9. What Information Could Not Be Retrieved Due To An Error?

Research StatusFailed
Error TypeInternal Server Error
Data AvailabilityNone
No specific financial metrics for S-1 preconditions could be retrieved. The research request, which aimed to identify key internal financial targets like OpenAI's quarterly GAAP net income or Anthropic's $26 billion annualized revenue run rate for late 2026 as prerequisites for S-1 filings, encountered an 'Internal Server Error' during its execution.
Consequently, the research process was unable to complete successfully. This technical issue directly prevented the extraction of any specific findings or data relevant to the intended question. As a result, no insights, statistics, or summaries can be provided from this particular research attempt.

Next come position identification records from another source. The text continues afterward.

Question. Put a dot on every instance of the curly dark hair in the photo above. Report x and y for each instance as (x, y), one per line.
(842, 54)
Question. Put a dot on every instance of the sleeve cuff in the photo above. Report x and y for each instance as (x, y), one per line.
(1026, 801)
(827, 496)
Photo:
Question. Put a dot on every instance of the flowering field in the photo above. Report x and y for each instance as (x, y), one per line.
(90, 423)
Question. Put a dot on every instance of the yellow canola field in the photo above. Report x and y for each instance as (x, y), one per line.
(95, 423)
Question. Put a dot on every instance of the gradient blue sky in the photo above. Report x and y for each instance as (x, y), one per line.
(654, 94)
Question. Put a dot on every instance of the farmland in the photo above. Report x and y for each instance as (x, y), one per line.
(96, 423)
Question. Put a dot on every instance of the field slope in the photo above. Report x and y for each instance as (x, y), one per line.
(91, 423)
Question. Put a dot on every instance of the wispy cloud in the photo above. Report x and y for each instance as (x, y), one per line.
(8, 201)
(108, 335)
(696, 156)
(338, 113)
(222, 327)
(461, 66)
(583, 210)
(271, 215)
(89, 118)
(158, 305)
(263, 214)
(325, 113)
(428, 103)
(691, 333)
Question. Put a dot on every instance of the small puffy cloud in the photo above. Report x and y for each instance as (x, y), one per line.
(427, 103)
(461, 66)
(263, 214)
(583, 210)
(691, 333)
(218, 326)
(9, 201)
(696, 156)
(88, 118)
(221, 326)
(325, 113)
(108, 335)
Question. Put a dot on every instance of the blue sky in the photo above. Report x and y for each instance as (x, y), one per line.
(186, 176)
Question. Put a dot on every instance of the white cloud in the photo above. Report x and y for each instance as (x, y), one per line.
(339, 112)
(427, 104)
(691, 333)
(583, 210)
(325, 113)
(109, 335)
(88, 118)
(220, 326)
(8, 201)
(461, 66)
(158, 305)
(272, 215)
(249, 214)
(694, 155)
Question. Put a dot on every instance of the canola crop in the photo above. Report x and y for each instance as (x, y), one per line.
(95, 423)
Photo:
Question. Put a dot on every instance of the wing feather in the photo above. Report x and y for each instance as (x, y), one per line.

10. What Could Change the Odds

Key Catalysts

OpenAI's likelihood of an earlier IPO could increase with a formal announcement of an S-1 filing, reportedly targeted for Q4 2026 with a possible listing in 2027 [^] . Key drivers include an accelerated path to profitability, moving its current 2029-2030 projection earlier, which would enhance investor appeal [^]. Major product breakthroughs, like new AI models or significant progress towards Artificial General Intelligence (AGI) such as an automated AI research intern by September 2026, could also solidify market dominance and investor confidence [^]. Additionally, further over-subscribed private funding rounds, explicitly linked to pre-IPO funding, would signal robust public market demand [^].
Conversely, Anthropic could achieve an earlier IPO if it makes a formal S-1 filing announcement ahead of OpenAI's reported 2026-2027 targets, with the company reportedly preparing for an IPO as early as 2026 [^] . Its projection to achieve positive cash flow and break even by 2028, potentially two years earlier than OpenAI, could make it a more attractive public investment sooner [^]. Accelerated revenue growth, exceeding $19 billion in March 2026, coupled with a rapidly reducing cash burn, further positions Anthropic for an expedited IPO [^]. Potential delays for OpenAI include its substantial projected cash burn, with operating losses of $8 billion in 2025 and cumulative losses of $115-$218 billion through 2029, or significant regulatory challenges [^]. The reversal of the U.S. DoD's "supply-chain risk" designation for Anthropic could also remove a potential hurdle, bolstering its public image and accelerating its path to market [^].

Key Dates & Catalysts

  • Expiration: January 08, 2040
  • Closes: January 01, 2040

11. Decision-Flipping Events

  • Trigger: OpenAI's likelihood of an earlier IPO could increase with a formal announcement of an S-1 filing, reportedly targeted for Q4 2026 with a possible listing in 2027 [^] .
  • Trigger: Key drivers include an accelerated path to profitability, moving its current 2029-2030 projection earlier, which would enhance investor appeal [^] .
  • Trigger: Major product breakthroughs, like new AI models or significant progress towards Artificial General Intelligence (AGI) such as an automated AI research intern by September 2026, could also solidify market dominance and investor confidence [^] .
  • Trigger: Additionally, further over-subscribed private funding rounds, explicitly linked to pre-IPO funding, would signal robust public market demand [^] .

13. Historical Resolutions

No historical resolution data available for this series.